Well it seems to have worked out in your favor.
It's a shame we have to put up with bus-bowling...but alas it does exist. Great blog . Thanks.
Ylee

Francesca said...

I can sympathize, been there... it takes up more energy covering your butt then doing the job. I like what Dr. Wayne Dyer says: Take No Offense - That which offends you only weakens you. Being offended creates the same destructive energy that offended you in the first place—so transcend your ego and stay in peace.

Enid said...

I was there just recently, as a matter of fact. I thought I could trust a fellow employee with some confidential information and he went straight to the department head who promptly told me I no longer have a job.
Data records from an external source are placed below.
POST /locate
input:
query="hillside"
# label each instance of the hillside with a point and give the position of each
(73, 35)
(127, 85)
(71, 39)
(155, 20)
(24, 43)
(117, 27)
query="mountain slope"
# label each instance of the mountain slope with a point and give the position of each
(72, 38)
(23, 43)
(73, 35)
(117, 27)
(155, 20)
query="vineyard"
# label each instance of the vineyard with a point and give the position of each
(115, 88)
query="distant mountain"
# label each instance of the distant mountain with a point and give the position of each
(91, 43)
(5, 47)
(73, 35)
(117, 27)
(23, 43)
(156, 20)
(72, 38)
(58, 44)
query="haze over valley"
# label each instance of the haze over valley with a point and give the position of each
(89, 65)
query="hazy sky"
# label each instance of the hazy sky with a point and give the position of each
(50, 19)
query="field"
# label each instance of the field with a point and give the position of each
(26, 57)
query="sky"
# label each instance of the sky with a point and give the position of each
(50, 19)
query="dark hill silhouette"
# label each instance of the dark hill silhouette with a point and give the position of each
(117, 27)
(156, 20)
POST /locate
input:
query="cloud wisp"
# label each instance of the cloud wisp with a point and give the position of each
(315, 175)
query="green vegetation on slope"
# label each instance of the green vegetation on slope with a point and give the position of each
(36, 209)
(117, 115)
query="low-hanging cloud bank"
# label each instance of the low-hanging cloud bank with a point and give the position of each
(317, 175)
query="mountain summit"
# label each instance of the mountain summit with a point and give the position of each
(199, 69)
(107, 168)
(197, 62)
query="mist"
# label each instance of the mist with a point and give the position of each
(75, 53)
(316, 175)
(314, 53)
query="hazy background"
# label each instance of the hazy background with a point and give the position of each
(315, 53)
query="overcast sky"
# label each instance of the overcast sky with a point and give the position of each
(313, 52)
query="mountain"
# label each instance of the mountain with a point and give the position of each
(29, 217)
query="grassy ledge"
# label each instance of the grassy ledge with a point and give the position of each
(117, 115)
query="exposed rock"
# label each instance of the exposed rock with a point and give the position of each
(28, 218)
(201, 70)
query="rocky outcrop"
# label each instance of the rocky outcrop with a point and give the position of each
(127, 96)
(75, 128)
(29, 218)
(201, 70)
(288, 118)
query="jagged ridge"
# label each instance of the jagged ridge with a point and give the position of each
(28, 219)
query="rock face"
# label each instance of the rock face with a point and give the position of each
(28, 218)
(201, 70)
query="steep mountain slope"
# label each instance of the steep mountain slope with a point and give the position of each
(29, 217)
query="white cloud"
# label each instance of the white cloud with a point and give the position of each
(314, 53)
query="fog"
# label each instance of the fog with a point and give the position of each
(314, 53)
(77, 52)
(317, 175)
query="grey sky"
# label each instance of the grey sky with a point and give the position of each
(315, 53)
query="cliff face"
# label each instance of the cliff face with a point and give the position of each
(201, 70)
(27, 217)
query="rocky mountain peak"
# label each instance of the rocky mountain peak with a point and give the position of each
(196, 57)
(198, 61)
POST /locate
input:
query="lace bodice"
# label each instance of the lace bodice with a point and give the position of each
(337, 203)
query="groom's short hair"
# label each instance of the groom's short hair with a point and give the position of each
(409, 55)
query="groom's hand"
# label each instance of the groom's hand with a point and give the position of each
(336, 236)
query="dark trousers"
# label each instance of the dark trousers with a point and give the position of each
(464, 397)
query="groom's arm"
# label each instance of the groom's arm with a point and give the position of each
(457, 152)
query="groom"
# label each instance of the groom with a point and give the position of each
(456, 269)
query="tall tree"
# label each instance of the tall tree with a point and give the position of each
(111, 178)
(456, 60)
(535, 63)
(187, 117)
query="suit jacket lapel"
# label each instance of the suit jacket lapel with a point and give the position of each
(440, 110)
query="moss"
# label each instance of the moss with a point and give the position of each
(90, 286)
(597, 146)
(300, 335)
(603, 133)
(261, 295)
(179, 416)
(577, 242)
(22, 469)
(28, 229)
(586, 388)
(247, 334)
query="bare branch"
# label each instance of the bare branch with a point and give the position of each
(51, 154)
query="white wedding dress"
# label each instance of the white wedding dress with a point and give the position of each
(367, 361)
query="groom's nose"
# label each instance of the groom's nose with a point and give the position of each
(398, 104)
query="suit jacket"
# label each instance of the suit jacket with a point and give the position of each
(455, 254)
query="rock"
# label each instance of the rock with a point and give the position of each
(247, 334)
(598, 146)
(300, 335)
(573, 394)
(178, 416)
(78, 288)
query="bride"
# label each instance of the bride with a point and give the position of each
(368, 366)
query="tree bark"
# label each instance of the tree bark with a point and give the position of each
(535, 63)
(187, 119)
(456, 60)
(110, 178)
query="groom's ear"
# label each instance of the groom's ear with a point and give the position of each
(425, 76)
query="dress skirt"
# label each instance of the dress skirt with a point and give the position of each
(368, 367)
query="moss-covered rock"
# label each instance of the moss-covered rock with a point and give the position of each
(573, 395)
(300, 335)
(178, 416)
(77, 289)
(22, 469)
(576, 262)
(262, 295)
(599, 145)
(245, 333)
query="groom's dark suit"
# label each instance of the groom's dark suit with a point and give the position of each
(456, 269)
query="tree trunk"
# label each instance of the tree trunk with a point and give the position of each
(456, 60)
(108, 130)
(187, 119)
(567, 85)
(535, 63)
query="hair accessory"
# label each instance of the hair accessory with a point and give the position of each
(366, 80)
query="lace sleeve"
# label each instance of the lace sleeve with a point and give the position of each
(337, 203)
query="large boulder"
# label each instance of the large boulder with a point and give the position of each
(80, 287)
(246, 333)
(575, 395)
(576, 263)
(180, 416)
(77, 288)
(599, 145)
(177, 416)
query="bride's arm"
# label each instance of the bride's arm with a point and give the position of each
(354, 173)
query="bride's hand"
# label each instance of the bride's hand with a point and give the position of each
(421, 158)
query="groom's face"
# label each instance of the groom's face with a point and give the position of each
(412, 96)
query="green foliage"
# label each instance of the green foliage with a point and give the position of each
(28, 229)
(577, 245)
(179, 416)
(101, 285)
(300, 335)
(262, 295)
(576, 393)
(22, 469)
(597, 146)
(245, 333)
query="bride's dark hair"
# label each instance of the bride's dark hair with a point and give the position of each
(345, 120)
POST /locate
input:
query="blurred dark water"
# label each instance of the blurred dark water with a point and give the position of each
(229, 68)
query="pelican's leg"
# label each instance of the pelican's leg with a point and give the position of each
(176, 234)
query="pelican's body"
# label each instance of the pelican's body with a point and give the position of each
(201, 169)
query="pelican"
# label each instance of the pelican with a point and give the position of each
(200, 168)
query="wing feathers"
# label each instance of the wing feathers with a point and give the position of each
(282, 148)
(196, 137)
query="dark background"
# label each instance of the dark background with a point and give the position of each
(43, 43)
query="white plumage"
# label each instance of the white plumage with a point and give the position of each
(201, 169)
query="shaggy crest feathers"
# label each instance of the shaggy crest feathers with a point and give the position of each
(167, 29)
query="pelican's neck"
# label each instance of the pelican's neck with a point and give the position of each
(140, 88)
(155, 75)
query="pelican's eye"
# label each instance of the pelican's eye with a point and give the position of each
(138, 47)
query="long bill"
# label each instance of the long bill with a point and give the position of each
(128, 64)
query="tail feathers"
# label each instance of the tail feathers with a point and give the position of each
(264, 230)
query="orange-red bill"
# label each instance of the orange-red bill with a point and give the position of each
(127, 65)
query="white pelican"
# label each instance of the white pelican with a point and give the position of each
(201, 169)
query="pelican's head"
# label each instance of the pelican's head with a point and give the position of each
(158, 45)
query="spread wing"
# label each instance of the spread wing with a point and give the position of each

Men are lying backstabbing weasels and I hope they are the ones that get hit by a bus. Literally.

Linda J. Alexander said...

An excellent piece, Mindie! I've never met you in person but my "sense" of you is that, indeed, you would know it best to fight this sort of childishness--which bullying is in its base form--with a smart, high-road approach. Most of us have been under a bus or two ... I remember a BIG event in my life which qualifies ... & so we can identify w/this. And so much of it goes on that I cringe at the thought of having to ever go back into any sort of corporate biz world--though it may happen, it's scary.

Tales of a Grownup said...

I would never have pegged you as the weak one to prey upon, and I think they have seriously underestimated you. These people usually get what's coming to them, and we can only hope we all get to see it play out in some public, humiliating way. I can feel it coming, can't you!

Anonymous said...

Well done...It is especally frustrating when you have just been tossed under the bus and see another one is coming the other way.

Pollyanna said...

Yup, know what you are feeling. Got tire tracks on my head too.

kivela said...

Admittedly my first read of your works. Will most certainly not be my last! I have been in my field for almost 40 years, been under the bus and been the driver. As time passes and the fog clears from the bus windows one does realize the high road is filled with a sense of being the drivers of the world will never be capable of understanding. See ya on the high rd.